= Sciaky, Inc. =

American maker of 3D printing systems

Sciaky, Inc. is an American manufacturer of metal 3D printing systems and industrial welding systems, founded in 1939 and headquartered in Chicago, Illinois. It specializes in electron beam welding systems and services for aerospace manufacturers.

In 2009, Sciaky entered the 3D Printing field with its electron beam additive manufacturing (EBAM) process for large metal parts and applications. In 2011, this technology was selected to produce titanium components for the F-35 Fighter Jet and, later, satellite propellant tanks. Sciaky's EBAM systems became available for commercial purchase in September 2014. Sciaky is a subsidiary of manufacturing and repair company Phillips Service Industries, Inc.

== History ==

=== 1930s===
Sciaky Brothers, Inc. was founded in 1939.

=== 1940s ===
Sciaky was a key supplier of resistance welding systems which were used to make aircraft for the U.S. military during World War II.

=== 1950s ===
Sciaky produced its first Electron Beam (EB) welding system in 1957.

=== 1960s ===
Sciaky was a major supplier of the Electron Beam welding systems used to make Grumman F-14 Tomcat jets in 1969.

=== 1970s ===
DEC PDP and Data General Nova mini-computer based weld control systems introduced.

=== 1980s ===
Data General Eclipse mini-computer based Mark VII weld control system introduced.

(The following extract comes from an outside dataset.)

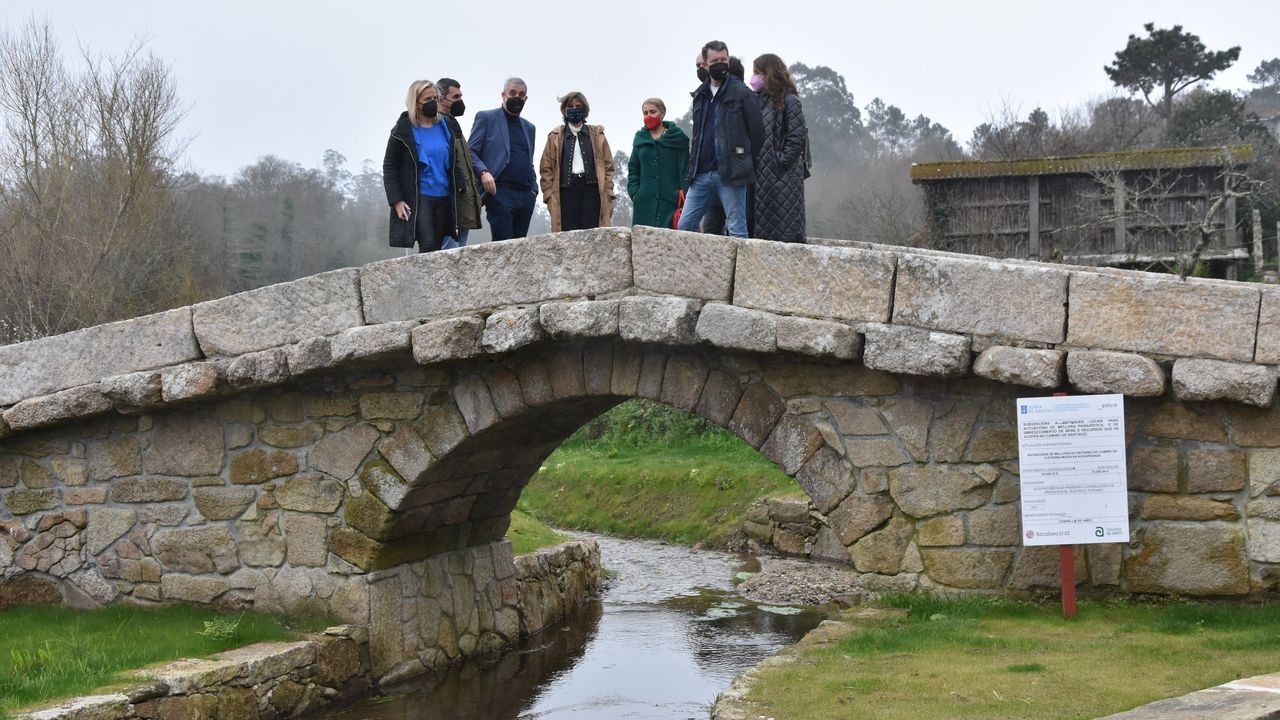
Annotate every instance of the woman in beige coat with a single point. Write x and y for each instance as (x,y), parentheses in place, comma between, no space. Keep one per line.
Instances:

Acquired by Allegheny International in 1982.

Dual VME M68000 based W2000 weld control system introduced.

Acquired by Ferranti in 1988.

=== 1990s ===
Phillips Service Industries, Inc. acquired Sciaky in 1994.

=== 2000s ===
Sciaky began research on a new manufacturing process called Electron Beam Free Form Fabrication (EBFFF) in 2000.

Single VME x86 board W20x0 weld control system.

In 2007, Sciaky earns a contract with the National Aeronautics and Space Administration's (NASA) Langley Research Center to create a new EB gun system in the U.S. incorporating the EBFFF system and tested on a microgravity research aircraft and in space. Engineers from NASA assisted in providing supporting hardware to the gun.

In 2009, Sciaky launches its Electron Beam Additive Manufacturing process as a service-only option.

=== 2010s ===
In 2011, Sciaky was selected by the United States Department of Defense (DOD), for the Mentor-Protege Program by Lockheed Martin with the focus of this agreement being the additive manufacturing of titanium structural components for Lockheed Martin's F-35 aircraft program.

In 2012, Sciaky entered a partnership with Penn State University, via DARPA (Defense Advanced Research Projects Agency) funding, to advance Direct Digital Manufacturing technology (DDM) with the goal of advancing and deploying DDM technology for highly engineered and critical metallic systems to the Department of Defense (DOD) and U.S. industry.

In 2014, Sciaky begins selling its EBAM systems on the open market.

As of 2019, the company had four EBAM systems: EBAM 300, 300, 150, and 110.

=== 2020s ===
In 2020, Sciaky announced that it had deposited more than 12000 lb of titanium with its EBAM systems.

== Metal 3D printing system ==
The company’s EBAM process relies on a wire-based directed energy deposition (DED) process. The systems can print parts from 8 inches to 19 feet long and can deposit up to 25 lbs. of metal per hour. The system can be used with titanium, tantalum, tungsten, Inconel, niobium, copper-nickel, aluminum, molybdenum, zirconium alloy, and stainless steel. Sciaky’s EBAM system uses closed-loop real-time adaptive controls that self-adjusts the metal deposition.